-
Notifications
You must be signed in to change notification settings - Fork 1.1k
Description
The problem
If a client dispatches a lot of pipeline commands before it attempts to read any of the responses back it might deadlock itself. Why? The AsyncFb will eventually block on a command response because the socket's send buffers are saturated (because the client is not reading). This will halt command execution on the AsyncFb because the fiber is blocked on io. The ConnFb will keep reading from the socket and dispatch the requests asynchronously to the AsyncFb until it gets saturated eventually as well. At this point, both ConnFb snd AsyncFb are not any making progress and client is stuck on sending more pipeline commands. Client will not start reading until it sends all of its pipeline requests and dragonfly will not read any of them as its dispatch_q_ is saturated and its ConnFb blocked.
The solution
Is to unblock the ConnFb by offloading socket backpressure to disk. Client requests won't freeze that way and ConnFb will keep serving until the client switches to reader mode (and when that happens, AsyncFb will eventually unblock).
First approach: offload parsed commands to disk directly
As seen in the original prototype in #6011. To summarize the flow here:
a. ConnFb -> b. ReadFromSocket -> c. ParseRequest -> d. Offload to disk or SendAsync
The problem with this approach is now the utility class that writes and reads to disk in step (d) needs to serialize it again when offloaded to disk. The reason for that is that our in memory structure for a parsed command can't be deserialized as is (and if written as is) because binary strings lack separation characters. We would like to avoid this ping-pong behavior. Note that resp3 is already a serialization protocol and is at least redundant and inefficient to parse and deserialize twice a given command.
Second approach: offload socket data as is to disk. This way we don't need to serialize etc.
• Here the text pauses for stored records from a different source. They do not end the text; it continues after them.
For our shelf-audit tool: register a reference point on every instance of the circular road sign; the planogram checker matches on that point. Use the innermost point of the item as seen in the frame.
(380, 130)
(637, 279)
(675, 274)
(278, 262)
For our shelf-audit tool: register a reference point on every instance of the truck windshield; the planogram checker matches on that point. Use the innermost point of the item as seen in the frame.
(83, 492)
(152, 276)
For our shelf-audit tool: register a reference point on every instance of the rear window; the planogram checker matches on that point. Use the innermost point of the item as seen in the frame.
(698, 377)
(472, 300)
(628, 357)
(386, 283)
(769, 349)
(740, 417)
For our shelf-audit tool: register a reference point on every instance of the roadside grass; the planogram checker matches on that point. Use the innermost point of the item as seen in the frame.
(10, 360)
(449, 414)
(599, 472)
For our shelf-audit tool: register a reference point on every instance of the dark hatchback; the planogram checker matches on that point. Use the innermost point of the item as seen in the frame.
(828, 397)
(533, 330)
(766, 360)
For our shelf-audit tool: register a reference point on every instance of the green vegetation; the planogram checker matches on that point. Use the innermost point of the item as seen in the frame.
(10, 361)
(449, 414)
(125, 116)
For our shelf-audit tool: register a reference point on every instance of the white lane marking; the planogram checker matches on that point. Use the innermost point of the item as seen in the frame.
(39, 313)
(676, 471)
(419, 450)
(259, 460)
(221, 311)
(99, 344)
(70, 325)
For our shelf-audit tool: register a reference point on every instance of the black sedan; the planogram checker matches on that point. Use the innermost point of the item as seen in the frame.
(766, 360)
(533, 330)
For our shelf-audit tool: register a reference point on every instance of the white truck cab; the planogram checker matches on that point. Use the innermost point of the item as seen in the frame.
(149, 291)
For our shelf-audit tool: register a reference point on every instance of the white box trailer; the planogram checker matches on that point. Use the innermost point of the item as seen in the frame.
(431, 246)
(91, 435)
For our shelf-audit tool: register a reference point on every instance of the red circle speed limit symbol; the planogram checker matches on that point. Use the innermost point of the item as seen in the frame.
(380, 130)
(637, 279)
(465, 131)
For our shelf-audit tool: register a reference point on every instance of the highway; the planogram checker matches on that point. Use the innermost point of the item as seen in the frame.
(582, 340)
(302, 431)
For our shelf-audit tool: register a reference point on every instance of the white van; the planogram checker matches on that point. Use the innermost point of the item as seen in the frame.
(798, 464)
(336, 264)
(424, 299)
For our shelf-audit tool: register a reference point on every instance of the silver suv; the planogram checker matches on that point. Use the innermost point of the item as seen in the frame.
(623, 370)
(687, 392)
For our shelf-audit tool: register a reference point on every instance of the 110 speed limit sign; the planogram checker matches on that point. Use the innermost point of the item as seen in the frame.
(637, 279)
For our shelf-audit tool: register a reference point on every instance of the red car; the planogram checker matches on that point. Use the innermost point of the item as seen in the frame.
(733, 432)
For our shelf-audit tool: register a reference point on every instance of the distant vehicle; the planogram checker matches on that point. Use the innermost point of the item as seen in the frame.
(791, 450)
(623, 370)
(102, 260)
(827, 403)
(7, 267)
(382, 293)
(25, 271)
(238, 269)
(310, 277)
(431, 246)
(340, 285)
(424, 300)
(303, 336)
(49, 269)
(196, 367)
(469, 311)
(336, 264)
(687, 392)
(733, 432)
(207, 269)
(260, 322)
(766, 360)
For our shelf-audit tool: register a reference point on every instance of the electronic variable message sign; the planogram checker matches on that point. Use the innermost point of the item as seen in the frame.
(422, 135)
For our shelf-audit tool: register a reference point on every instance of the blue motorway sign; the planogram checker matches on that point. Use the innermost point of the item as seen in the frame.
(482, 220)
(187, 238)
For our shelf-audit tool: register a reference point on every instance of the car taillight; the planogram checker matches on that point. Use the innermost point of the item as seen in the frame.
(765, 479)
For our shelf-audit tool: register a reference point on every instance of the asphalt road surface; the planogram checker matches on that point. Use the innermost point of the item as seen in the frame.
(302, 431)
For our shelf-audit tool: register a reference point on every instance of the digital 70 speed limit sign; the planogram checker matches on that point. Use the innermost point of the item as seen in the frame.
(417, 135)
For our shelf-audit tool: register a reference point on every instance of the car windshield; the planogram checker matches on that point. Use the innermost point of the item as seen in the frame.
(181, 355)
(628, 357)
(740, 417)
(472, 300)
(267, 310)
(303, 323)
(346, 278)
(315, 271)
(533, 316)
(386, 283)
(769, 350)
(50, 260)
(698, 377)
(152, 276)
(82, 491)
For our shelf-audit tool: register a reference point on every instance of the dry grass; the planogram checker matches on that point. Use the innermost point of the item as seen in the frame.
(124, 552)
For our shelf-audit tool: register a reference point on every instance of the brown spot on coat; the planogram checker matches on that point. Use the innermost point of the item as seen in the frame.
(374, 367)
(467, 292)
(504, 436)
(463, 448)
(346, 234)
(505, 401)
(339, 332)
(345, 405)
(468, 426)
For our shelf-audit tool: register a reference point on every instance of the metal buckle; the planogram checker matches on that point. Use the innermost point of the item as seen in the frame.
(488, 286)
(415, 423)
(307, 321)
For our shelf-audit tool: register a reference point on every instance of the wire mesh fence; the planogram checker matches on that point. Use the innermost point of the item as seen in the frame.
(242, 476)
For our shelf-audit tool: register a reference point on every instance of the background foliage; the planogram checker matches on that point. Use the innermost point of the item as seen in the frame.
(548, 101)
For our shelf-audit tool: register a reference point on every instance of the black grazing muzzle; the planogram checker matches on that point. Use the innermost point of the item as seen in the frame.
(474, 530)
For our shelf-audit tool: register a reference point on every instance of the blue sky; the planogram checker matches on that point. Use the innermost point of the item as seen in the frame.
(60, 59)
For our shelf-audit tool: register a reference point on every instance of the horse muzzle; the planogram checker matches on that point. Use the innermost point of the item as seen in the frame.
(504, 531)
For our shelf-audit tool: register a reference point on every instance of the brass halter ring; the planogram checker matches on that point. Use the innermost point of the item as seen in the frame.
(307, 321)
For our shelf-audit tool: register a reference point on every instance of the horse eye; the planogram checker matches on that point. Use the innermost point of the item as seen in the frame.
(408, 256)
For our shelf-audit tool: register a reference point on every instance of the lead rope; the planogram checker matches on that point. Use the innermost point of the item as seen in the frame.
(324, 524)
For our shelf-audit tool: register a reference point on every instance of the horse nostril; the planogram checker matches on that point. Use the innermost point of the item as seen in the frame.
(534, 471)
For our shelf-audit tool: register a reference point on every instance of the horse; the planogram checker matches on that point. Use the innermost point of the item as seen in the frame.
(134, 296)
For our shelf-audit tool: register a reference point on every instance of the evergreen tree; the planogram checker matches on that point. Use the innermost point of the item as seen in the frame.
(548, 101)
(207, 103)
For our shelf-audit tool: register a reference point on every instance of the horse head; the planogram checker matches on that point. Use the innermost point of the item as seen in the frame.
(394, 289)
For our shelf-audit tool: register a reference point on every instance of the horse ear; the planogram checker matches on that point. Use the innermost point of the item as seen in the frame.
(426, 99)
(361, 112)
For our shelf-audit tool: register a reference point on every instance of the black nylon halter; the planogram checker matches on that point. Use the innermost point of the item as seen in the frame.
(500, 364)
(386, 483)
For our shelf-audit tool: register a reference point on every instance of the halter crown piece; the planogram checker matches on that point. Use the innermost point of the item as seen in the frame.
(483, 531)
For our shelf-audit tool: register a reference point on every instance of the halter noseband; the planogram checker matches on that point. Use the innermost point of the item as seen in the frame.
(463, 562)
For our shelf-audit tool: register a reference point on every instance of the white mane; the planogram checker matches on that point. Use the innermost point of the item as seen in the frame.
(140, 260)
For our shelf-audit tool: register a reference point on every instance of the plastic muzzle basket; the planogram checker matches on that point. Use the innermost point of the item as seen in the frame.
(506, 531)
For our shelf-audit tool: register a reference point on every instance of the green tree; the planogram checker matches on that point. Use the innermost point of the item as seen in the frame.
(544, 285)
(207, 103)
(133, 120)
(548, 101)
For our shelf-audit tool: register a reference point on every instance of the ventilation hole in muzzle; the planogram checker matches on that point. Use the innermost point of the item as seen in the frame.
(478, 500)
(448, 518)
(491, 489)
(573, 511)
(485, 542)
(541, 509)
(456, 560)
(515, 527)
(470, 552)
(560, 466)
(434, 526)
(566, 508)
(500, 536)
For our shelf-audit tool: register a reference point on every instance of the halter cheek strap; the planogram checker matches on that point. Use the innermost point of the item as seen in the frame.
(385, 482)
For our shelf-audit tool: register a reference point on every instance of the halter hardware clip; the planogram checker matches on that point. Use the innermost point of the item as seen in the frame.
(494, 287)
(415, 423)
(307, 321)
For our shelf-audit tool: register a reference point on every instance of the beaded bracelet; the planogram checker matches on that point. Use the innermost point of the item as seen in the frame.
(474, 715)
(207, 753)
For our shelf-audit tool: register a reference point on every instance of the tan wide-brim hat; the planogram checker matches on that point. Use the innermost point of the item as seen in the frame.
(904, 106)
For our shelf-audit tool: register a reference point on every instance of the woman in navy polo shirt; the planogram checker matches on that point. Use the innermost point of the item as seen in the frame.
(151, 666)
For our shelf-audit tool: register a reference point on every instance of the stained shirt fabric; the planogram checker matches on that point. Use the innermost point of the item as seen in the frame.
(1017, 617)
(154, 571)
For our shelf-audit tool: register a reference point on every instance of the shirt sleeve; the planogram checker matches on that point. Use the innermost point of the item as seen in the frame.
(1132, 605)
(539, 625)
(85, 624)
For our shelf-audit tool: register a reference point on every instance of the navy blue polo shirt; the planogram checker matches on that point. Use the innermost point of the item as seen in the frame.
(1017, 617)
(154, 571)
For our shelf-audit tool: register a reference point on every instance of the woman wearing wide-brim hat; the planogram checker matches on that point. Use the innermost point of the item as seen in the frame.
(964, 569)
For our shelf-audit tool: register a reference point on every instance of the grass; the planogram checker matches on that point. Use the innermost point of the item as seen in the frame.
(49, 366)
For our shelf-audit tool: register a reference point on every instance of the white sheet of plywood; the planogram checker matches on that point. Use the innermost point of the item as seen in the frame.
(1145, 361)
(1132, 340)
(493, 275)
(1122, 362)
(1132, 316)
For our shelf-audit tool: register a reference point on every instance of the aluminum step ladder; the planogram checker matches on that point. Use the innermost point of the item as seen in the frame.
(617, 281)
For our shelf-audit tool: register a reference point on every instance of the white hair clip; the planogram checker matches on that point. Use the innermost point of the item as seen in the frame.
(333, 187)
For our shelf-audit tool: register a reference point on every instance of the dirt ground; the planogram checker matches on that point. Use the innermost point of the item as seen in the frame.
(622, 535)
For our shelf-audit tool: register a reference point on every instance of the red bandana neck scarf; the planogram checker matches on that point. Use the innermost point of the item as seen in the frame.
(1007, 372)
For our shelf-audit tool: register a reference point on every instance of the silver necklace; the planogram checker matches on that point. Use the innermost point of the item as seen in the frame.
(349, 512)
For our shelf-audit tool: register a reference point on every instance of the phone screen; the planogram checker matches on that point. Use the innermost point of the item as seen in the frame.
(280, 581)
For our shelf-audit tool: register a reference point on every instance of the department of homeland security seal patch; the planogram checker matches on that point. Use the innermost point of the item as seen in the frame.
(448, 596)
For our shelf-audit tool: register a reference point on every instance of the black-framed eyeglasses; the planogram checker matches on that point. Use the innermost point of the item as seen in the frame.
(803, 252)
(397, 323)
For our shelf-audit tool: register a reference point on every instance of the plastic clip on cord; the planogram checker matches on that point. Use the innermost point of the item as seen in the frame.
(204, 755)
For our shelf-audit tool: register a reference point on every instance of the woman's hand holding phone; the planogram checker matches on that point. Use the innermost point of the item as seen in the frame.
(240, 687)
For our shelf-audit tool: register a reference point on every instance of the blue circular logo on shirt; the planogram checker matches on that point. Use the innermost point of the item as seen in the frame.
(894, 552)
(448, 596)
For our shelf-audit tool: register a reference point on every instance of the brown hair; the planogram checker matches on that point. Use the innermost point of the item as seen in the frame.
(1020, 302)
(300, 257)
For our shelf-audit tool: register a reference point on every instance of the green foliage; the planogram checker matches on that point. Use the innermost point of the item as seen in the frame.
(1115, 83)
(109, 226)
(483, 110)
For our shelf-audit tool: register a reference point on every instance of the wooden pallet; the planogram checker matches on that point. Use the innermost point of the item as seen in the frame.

This solves any of the redundancies discussed in the previous section but it does come with its own set of side effects.
Notice, that the flow within the ConnFb is synchronous. The fiber first reads from the socket and then dispatches. What happens if the ConnFb is stuck on client read and the AsyncFb must make progress and the only data available exists on disk (because it drained the in memory backpressure) ? Naturally the answer should be, AsyncFb reads from disk. Great, but who does the parsing if ConnFb is blocked waiting for client input ?
The problem here is that parsing is the responsibility of the ConnFb -- the AsyncFb is just there for action. Without separation of concerns the producer/consumer behaviour of the two falls apart. But it's not only the logical semantics of the two that are important -- had we delegated some of the parsing responsibility to AsyncFb we would have had a much more complicated state machine that is shared between the two. This is not a good direction.
#6006 discusses a redesign of pipelining.
Specifically, I quote:
- Stop using FiberRead and switch to OnRecv interface (chore: support onrecv hook for tcp sockets romange/helio#480). As OnRecv separates read notification from reading data, we can reduce reliance on per connection io_buf.
OnRecv can be called at any time when a fiber is preempted. Meaning that it will be able to read data during its other preemption points like cmd.dispatch.
By switching the ConnFb socket read path to use OnRecv we can unblock it from waiting for data to be available on the socket. That way, ConnFb can now parse data solving "the parsing in separate fibers" issue.
Bonus points is that now we have the first step in check for #6006
- Integrate and test OnRecv in ConnFb Integrate and test OnRecv in ConnFb #6028
- Implement a utility class that writes or reads a stream of data to disk [disk based queue #6029]
- TlsSocket and OnRecv in helio https://github.com/romange/helio/pull/480/files#diff-e23cdb5eee2e5d12ad3b9853e48dcfdc99ddbb3670ee960206c491dbcbe79c5aR472
- Offload connection backpressure to disk + test Offload connection backpressure to disk + test #6030
We can also use #6011 to experiment and prototype.